Kerry seemed committed to reading any ambiguous communication to him “in his own favor.” Evidently, he defined “in his own favor” as whatever would have him out of this place and this activity the fastest. Sally seemed committed to using the power of her reasoning to defeat Kerry’s wrong-headedness. Jack seemed disinclined to intervene. He did not assert his authority about a matter that had an authoritative answer. He did not bring his employees back to a focus on in purpose instead of self-interest.

When the dust eventually settled, we began our four hour training.

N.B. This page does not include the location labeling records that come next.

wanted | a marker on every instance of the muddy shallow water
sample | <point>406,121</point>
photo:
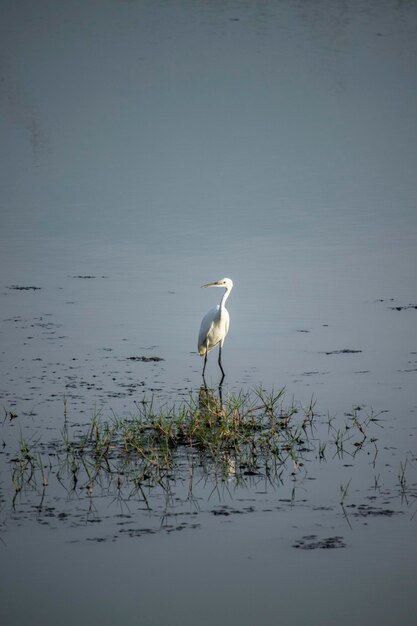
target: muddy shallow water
<point>149,149</point>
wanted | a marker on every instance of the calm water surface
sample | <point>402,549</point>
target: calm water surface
<point>148,148</point>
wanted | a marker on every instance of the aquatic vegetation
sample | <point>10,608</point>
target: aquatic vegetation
<point>224,439</point>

Some of the team was excited to have us there, and participated from the first moments with gusto. Others, like Kerry, were there because they had been required to be there, and were reluctant. Within minutes, however, we had the entire group on their feet. They laughed. They moved past some fears. They saw new sides of one another. They all went through quite a mental workout, each person going through multiple reps of practicing the principles that define our business-relationship training. Many of them did and said things they would not have anticipated doing. All of them participated equally. Kerry was completely involved.